I recently traveled to Gainesville, Florida, for the annual meeting of the National Association of Science Writers. Before meeting up with other science and nature writers, however, I joined local friends for a canoe tour of the nearby Ichetucknee Springs State Park.
While South Florida may be world-famous for its beaches and nightlife, northern Florida is renowned for its natural springs. Yet for many of us accustomed to the urbanized world, “spring water” is but a label on a plastic bottle — an advertiser’s suggestion of purity and quality, hitched to the name of some exotically named location.
But for the people of Florida, natural springs are the primary source of drinking water, as well as a major tourism draw. Rainwater filters through Florida’s karst and sand geology to enter the immense, natural subterranean storage system that is the Floridan aquifer — before reemerging into our earthly realm in the form of cool, crystal-clear water, feeding rivers verdant with life:
The Ichetucknee River is one such ecosystem. Even though we visited on a clouded, rainy day, the radiant blue of the Ichetucknee’s waters easily fought through the gray-gloom light to greet our eyes.
Our canoe ride down the six-mile (10 km) span of the Ichetucknee River saw us drenched in steady rain.

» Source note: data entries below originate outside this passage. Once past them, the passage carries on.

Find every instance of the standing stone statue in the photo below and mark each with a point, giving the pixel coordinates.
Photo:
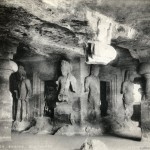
(66, 82)
(24, 95)
(92, 87)
(127, 91)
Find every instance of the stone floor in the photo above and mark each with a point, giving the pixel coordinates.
(50, 142)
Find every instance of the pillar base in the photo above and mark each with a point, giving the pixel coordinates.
(5, 130)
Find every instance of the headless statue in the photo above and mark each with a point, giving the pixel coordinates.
(92, 87)
(128, 98)
(66, 82)
(23, 96)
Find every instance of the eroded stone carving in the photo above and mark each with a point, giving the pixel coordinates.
(127, 91)
(92, 87)
(66, 88)
(66, 82)
(23, 96)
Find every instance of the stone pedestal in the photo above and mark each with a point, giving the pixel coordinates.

Oddly, this made for a soulful, primal experience — we three paddlers alone on the water, rarely coming across another traveler. It was us and the river and its denizens: the curious otter undulating itself towards the riverbank, looking back at us with its glossy eyes; the wiry, still coils of a brown water snake hung from a cypress branch; troupes of damselflies alighting here and there on our hands and heads, as if anointing us with some silent sign of approval from the river.

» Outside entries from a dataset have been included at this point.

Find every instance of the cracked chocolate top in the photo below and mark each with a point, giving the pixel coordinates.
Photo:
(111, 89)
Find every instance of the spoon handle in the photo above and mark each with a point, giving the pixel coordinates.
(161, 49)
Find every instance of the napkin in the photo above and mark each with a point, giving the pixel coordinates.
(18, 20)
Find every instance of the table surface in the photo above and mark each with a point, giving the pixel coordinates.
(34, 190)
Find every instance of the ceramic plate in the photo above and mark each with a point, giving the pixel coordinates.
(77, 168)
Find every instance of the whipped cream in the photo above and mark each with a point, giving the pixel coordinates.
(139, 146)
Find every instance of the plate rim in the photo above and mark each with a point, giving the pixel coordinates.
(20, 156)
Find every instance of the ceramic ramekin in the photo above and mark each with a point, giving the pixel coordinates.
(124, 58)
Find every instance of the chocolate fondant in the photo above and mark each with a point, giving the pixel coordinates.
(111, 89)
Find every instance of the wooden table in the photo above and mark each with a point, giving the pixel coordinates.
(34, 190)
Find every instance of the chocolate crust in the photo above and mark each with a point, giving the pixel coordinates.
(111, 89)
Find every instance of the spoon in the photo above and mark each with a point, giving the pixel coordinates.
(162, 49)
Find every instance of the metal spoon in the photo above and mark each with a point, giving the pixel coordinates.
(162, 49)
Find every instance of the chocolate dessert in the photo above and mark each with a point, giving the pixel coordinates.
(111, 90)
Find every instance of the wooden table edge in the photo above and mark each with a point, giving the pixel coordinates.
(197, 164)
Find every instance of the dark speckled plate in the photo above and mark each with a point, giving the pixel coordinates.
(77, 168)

After the canoe tour, we returned to the top of the Ichetucknee to snorkel in its head spring. By this time, a bit of sunlight brightened the landscape — and the waters.

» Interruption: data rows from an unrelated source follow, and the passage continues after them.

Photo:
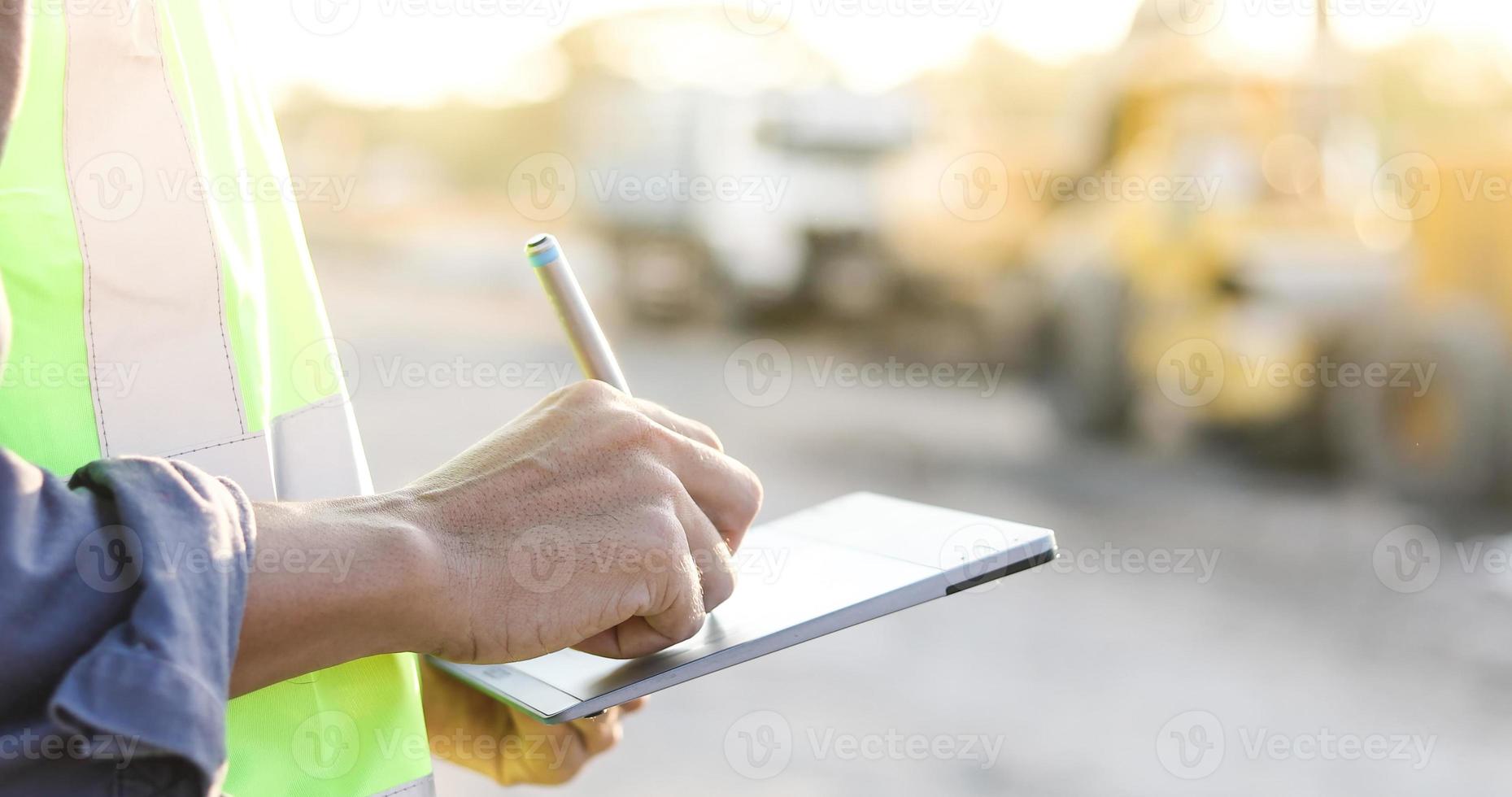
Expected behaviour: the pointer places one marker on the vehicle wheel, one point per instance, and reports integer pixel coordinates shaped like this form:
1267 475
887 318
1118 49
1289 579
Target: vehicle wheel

It was, without exaggeration, like swimming in an aquarium.
The fishes swimming in this azure pool would not be unfamiliar to many North American anglers. Largemouth bass (Micropterus salmoides) hovered in the shade, while various species of sunfish (Lepomis spp.) peered and pecked along the thickets of aquatic plants.
One fish new to me was the spotted sucker (Minytrema melanops), which cruised along the spring bottom, using their underslung jaws and fleshy lips to suck up sand and sift out crustaceans and aquatic insects (White and Haag 1977). Wary feeders, their sleek, spotted bodies easily swam out of the way as I approached, like herds of deer browsing and pausing across a meadow.
Spotted suckers belong to Family Catostomidae, collectively known as “suckers” after their mouth shape and feeding habits. All are freshwater species, with nearly 80 in the United States, Canada and Mexico, and curiously, one in Siberia and one in China. Their names are as diverse as their range of shapes, sizes and colors — quillback, chubsucker, hog sucker, buffalo, jumprock, razorback, redhorse. And during breeding time, many sucker species get pimply — they develop bumpy growths called tubercles on their fins, and depending on the species and gender, on their heads as well.
The spotted sucker has a wide geographic range, spanning southern Ontario down through more than 22 states in the U.S., including Wisconsin, Kansas, Pennsylvania, Kentucky, North Carolina, and the Gulf Coast states like Texas, Louisiana, Mississippi, Alabama and Georgia.
But I will count myself as lucky to have swum with them here at Ichetucknee Springs. Spanish conquistadors once searched Florida for the mythical fountains of youth, and my brief time on and in these waters certainly had similar effects — turning back the clock to a simpler, wilder state of mind, flowing as bright, clear and free as the springs themselves….
FishBase Page: http://www.fishbase.org/summary/2996
I must extend special thanks to my friends and colleagues Catherine Puckett and Rachel Pawlitz for guiding me on the Ichetucknee tour, in particular for my use of Rachel’s underwater camera and for Catherine’s encyclopedic knowledge of the Ichetucknee’s flora and fauna. I highly recommend reading Catherine’s essay on writing, womanhood and serpents, titled “Beauty and the Beast”, published in the nature writing anthology Trash Animals from University of Minnesota Press.
I would also like to draw attention to a new website called The ETYFish Project, created by Christopher Scharpf and Kenneth J. Lazara. This amazing new resource is a growing index of the etymology — name origins and meanings — of scientific names of known fishes. Needless to say, this is an unfinished and continuing task, but the current collection is already unbelievably impressive. I will link to ETYFish etymologies wherever possible from here on.